Mardi, un camion du service de transfusion sanguine kényan s'est arrêté dans le quartier somali d'Eastleigh, à Nairobi et les habitants se pressent autour du camion rouge et blanc garé le long d'une artère commerçante d'Eastleigh.

Chacun veut s'inscrire sur la liste des donneurs du jour comme Ismaïl Abdi, un Kényan d'ethnie somali de 25 ans. Ismaïl est un donneur régulier, mais aujourd'hui, c'est une occasion spéciale. « C'est particulier, là ce sont nos frères qui souffrent... et moi, je n'ai pas d'argent à envoyer, donc je donne ce que j'ai, et ce que j'ai, c'est du sang », nous explique-t-il.

A l'intérieur du camion, la jeune Halama Hassan attend son tour avec anxiété et détermination. « C'est la première fois que je fais ça, et j'ai très peur... Ça aurait pu être moi, ou j'aurais pu perdre mes frères, C'est tellement triste. »

La Somalie manque de sang pour traiter les nombreuses victimes de l'attentat... Ahmed Mohammed, membre de la communauté d'affaires d'Eastleigh, a répondu à l'appel des autorités somaliennes en organisant l'évènement. « Les gens à Mogadiscio nous disent qu'ils ont besoin de sang et de médicaments. Et nous voulions participer nous aussi, ici au Kenya. Et nous voulons dire aux terroristes qu'ils n'ont pas leur place en ce monde. »
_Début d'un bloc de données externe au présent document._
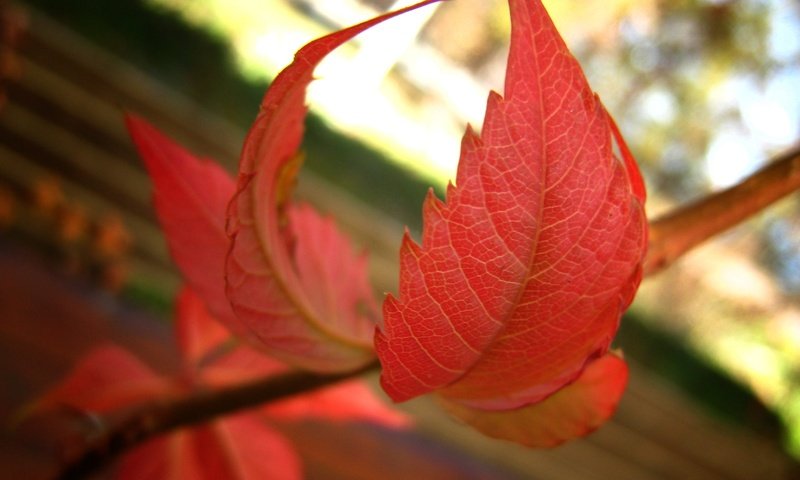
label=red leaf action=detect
[375,0,646,410]
[117,414,302,480]
[125,114,249,337]
[442,353,628,448]
[227,0,444,371]
[174,287,231,367]
[34,345,175,413]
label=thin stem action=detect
[644,145,800,276]
[55,360,380,480]
[56,145,800,479]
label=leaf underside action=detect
[226,1,444,372]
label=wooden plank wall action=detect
[0,4,798,480]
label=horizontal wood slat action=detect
[0,4,795,480]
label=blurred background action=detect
[0,0,800,478]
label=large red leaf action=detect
[227,0,444,371]
[33,344,173,413]
[117,414,302,480]
[375,0,646,416]
[441,352,628,448]
[174,287,232,369]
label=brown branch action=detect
[55,360,380,480]
[57,146,800,479]
[644,145,800,276]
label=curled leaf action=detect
[375,0,646,442]
[440,352,628,448]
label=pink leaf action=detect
[125,114,248,337]
[117,414,302,480]
[375,0,646,418]
[442,353,628,447]
[227,0,444,372]
[174,287,231,366]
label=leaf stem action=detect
[56,145,800,480]
[644,144,800,276]
[54,359,380,480]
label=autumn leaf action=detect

Selon le service de transfusion sanguine nationale, des centaines de personnes ont donné leur sang mardi, beaucoup plus qu'en temps normal. La ministre kényane des Affaires étrangères a également annoncé l'envoi de médicaments en Somalie, tandis que la Croix-Rouge a mis en place un système de dons via téléphone portable.

Le Kenya a annoncé l'évacuation de 31 blessés vers Nairobi, et l'envoi à Mogadiscio de 11 tonnes de produits médicaux. La Turquie a également accueilli 35 blessés à Ankara et envoyé du matériel médical et des médecins en Somalie.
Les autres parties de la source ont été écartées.